Hugh Greenwood BAPS Neonatal Surgical Skills Workshop
Course Director Anthony Lander PhD FRCS(Paed) DCH
A team of surgeons from the UK, funded partly from monies donated by a Philanthropist called Hugh Greenwood, have delivered a number of Neonatal Surgical Skills Courses/Workshops principally in Africa.
In December 2017 BAPS ran the first one day Neonatal Surgical Skills Workshop in association with the ASEAN Society of Paediatric Surgeons (ASPS). The workshop was held in Manila and 30 trainees from the Philippines, Indonesia, Malaysia, Vietnam and Thailand attended. The course was hosted at the newly constructed Advanced Surgical Centre in Manila and was supported by Johnson & Johnson.
Content: This is a hands-on one-day surgical skills course in which registrants spend a significant amount of the day operating. The skills we cover include neonatal small bowel anastomoses, open Stamm gastrostomy, neonatal stoma formation, duodenal atresia repair and oesophageal atresia repair. The models use animal tissue.
Small bowel anastomosis: The warm up exercise is an interrupted extra-mucosal anastomosis in a length of porcine small intestine. This is unlike neonatal bowel but has important challenges that develop skills. The layers of the bowel wall are harder to handle than neonatal tissues. This model allows lots of suturing and is an excellent first exercise. Discussions include suture types, placement of sutures, use of assistants, physical properties and the handling of instruments. The exercise also allowed registrants to relax and get to know faculty and other surgeons.
Figure 1. An anastomosis in a loop of porcine bowel.
Stamm gastrostomy: An open gastrostomy can be performed in a porcine bladder acting as a stomach. This has proved a useful exercise and is not always as easy as some think.
Figure 2. Two purse strings in a Stamm gastrostomy in a porcine bladder.
Stoma formation: This exercise uses chicken intestine inside a neonatal abdomen made from a porcine bladder.
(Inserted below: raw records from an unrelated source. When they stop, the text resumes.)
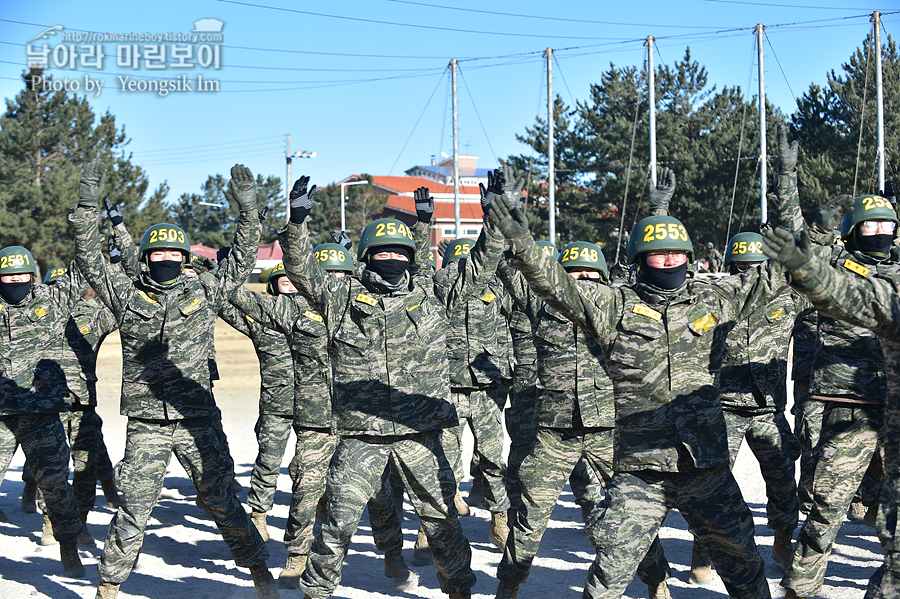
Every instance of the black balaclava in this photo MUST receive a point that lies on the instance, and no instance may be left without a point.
(15, 292)
(390, 270)
(664, 278)
(877, 246)
(164, 271)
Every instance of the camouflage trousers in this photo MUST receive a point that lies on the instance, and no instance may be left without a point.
(43, 442)
(272, 433)
(807, 427)
(198, 446)
(776, 448)
(356, 471)
(479, 408)
(849, 442)
(636, 506)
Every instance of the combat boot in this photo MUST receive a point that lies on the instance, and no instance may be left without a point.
(259, 521)
(107, 590)
(264, 583)
(701, 565)
(782, 550)
(395, 568)
(29, 493)
(293, 570)
(47, 537)
(422, 552)
(499, 529)
(68, 554)
(658, 591)
(507, 590)
(111, 494)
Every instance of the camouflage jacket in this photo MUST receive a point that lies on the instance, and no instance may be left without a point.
(474, 311)
(573, 387)
(164, 328)
(663, 352)
(305, 340)
(276, 371)
(387, 343)
(32, 339)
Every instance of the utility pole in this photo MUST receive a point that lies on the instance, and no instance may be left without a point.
(762, 125)
(879, 99)
(551, 176)
(651, 84)
(456, 218)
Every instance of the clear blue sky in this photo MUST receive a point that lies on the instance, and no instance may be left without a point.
(350, 79)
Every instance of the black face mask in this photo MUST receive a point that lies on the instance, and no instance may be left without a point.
(165, 271)
(665, 278)
(389, 270)
(878, 246)
(15, 292)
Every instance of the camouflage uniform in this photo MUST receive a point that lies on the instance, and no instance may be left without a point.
(166, 392)
(391, 400)
(663, 351)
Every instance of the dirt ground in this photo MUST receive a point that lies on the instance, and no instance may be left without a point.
(183, 555)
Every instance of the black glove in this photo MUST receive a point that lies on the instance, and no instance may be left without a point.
(301, 200)
(829, 216)
(115, 256)
(113, 212)
(510, 220)
(660, 195)
(787, 152)
(792, 253)
(92, 177)
(424, 204)
(342, 239)
(496, 183)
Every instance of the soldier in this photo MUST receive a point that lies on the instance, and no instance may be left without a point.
(575, 417)
(387, 344)
(873, 303)
(662, 341)
(34, 392)
(167, 321)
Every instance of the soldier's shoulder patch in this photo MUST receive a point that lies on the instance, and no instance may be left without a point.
(366, 299)
(856, 267)
(647, 311)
This is an excellent model for stoma formation as shown below.
Figure 3. A porcine bladder is used for an abdomen with chicken intestine inside. A double barrel stoma is illustrated.
If the porcine bladders are large enough the bladder used for the gastrostomy can be reused as an abdomen for the fashioning of various types of stoma. Importantly, this model requires minimal preparation yet allows lots of teaching.
Duodenal atresia: This model has been used on a number of courses with success. The model sits on a supportive jig with a loop of porcine intestine for the proximal duodenum and a length of chicken intestine for the distal duodenum. A diamond anastomosis is fashioned. Porcine ureter can be used for the distal duodenum. The models are prepared in advance and stored in a fridge.
Figure 4. Pig intestine used for a proximal duodenum and chicken intestine for the distal duodenum. Left: incisions. Middle: a completed diamond anastomosis. Right: An anastomosis opened for inspection.
Oesophageal atresia: An opaque paper cup is used as a thorax with a pre-prepared thoracotomy window.
Figure 5. Paper cups used for a neonatal thorax with thoracotomy access.
The upper oesophagus is either pig urethra or chicken intestine. The trachea and fistula can be constructed from part of the bladder and ureter from a pig, or from the ileocoloc region of the chick with its paired caeca.
Figure 6. Left: OA TOF seen through a thoracotomy. Middle: piecemeal division of fistula. Right: separation of common wall between oesophageal upper pouch and trachea.
Figure 7. Left: Posterior sutures in place. Right: Transanastomotic tube passed before front wall sutures.